Waardoor ik niets hoor van wat je zegt.
Nou ja de woorden wel,
maar niet in de taal die in mijn wereld past.
Yunebeer
Tenslotte doe je je oogjes toe.
Als de dag de zon heeft gebracht
en rond het eten van het spelen weer heeft opgehaald,
als je pootjes genoeg hebben gelopen,
honderdtwintig minuten gedeeld door vier, maximaal.
Als je kopje alles heeft gezien, geproefd, besnuffeld
en stiekem onder banken en tafels is gedoken.
En als er na het eten een schoot beschikbaar is,
voor je mooie witte pluizenhoofdje.
Ben je eindelijk moe.
Slaap lekker beertje en slaap zacht
morgen is er weer een Yunedag.
De acht
Ze heeft de lenigheid van moeder,
en de boosheid van vader,
maar van wie heeft ze het toch,
vragen ze,
we herkennen niets
in ons
van dat tegendraadse.
Nou van de mensen,
van de waarden,
en alles wat zij hebben meegedragen.
Van het gras dat altijd groener is
bij opa op het platteland
en van de steden
waar ze het altijd beter weten.
De uitgetreden familieleden
met hun onvervulde wensen.
Van de overtuigingen
en verbuigingen
de erfenis naar het onvermijdelijke achterland
Van de acht,
het eeuwige van de acht
die zich weerspiegelt in de generaties
en altijd in beweging is
naar hetzelfde aan de overkant.
Vakjesdag
Ik had alle losse delen nog eens in mijn handen gehad
ze bedankt, geëerd en voor me neergelegd.
De successen stopte ik bij de successen
de blunders bij de blunders
en de stapel toekomst die ik altijd voor me zag
stopte ik in het vakje
alles wat niet gekomen was.
Bij de cijfers de drieën
en ook de negens en de tienen
wat ik had meegemaakt kwam bij de herinneringen
en waar niemand weet van had
kwam in een vakje diep van binnen
met het label ‘ongewis’.
Het werd een net pakket
ja het neigde wel naar perfect
oud, maar toch ook nieuw en fris.
Nee ik zou nooit kunnen zeggen
dat het maar een beetje halfjes
afgesloten was.
De achtste dag
‘Je komt inderdaad een dag tekort.’ Hij knikt instemmend. ‘Per week.’
‘Zei ik toch.’ Ik glimlach.
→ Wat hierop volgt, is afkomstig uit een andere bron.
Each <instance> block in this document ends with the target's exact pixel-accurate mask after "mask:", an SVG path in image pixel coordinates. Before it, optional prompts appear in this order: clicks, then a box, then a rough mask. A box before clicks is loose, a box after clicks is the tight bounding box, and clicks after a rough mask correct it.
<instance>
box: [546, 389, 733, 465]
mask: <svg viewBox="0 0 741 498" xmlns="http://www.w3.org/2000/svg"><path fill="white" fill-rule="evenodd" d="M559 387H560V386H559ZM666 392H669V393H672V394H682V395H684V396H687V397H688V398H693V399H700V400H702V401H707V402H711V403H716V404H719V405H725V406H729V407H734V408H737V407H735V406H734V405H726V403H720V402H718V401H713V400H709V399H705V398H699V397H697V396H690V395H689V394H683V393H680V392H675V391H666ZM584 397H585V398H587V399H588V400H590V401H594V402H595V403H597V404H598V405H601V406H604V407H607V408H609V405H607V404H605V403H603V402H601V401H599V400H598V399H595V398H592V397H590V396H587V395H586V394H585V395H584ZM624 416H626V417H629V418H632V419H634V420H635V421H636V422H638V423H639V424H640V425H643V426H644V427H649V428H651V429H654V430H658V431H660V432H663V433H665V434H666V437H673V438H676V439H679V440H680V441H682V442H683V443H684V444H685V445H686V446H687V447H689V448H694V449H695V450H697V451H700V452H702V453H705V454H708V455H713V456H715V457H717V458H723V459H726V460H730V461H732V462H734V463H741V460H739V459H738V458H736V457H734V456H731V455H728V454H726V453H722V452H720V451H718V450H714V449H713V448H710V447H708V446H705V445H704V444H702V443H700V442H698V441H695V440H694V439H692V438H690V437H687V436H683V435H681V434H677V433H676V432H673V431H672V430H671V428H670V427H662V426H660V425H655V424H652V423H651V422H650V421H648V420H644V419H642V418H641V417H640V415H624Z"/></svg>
Ik kan het niet laten om ook hardop uitgesproken mijn gelijk nog te halen.
‘En nu?’, vraag ik.
‘Tja. Daar heb ik helaas geen druppels voor.’
Nu lachen we samen.
‘Ik kan je wel wat voorlezen. Of een engeltje in het flesje stoppen, dat je helpt hier op eigen kracht mee om te gaan.’
‘Lees dan maar voor’, zucht ik. ‘En stuur dat engeltje er dan maar achteraan.’
Hij zegt niets. Hij neemt plaats op zijn kruk, en zoekt de woorden.
Onuitgesproken heeft hij het meeste al gedaan.
Ontwaar
De signalen waren niet te ontkennen,
je móest ze wel zien,
en iedereen zag ze.
Hij niet.
Hij zag dat het slechts
afleiding was
van zijn route,
zijn ware pad.
En hij stond ervoor.
Onverslaanbaar,
onontkoombaar
onvermijdbaar.
Het was van verre te herkennen
een onstopbare kracht
een ware
een onstopbare kracht.
Ergens
Ergens heb ik gedacht
dat je altijd bij me zou zijn.
Was het niet fysiek
dan toch spiritueel.
Zo kwam je gisteren
als kraai op het hek
die zijn goedkeuring
aan mijn beslissing gaf.
Ik zag je,
je was er.
En toch
trekt je geur langzaam uit het huis
en voel je elke dag
een millimeter verder weg.
Dus hoop ik je
en haal ik je
iedere dag
een millimeter terug.
En vraag ik je
ben je er.
En als je er bent
ben jij het dan echt?
Yara
Ik zie je nergens
waardoor je overal bent waar ik ga.
Thuis, waar op jouw plek nu een poesje slaapt,
tijdens elke wandeling
die doorgaans toch om jou draaide
en op het strand.
In en uit het water,
balletjes en stokken achterna
oren omhoog en ogen die hoopvol
om nog een rondje rennen vragen.
Waar je levend de kunst beheerste
om aanwezig en tegelijkertijd
onopvallend te zijn
zal je na je oversteek
nooit uit beeld verdwijnen.
Onze allerliefste Yara.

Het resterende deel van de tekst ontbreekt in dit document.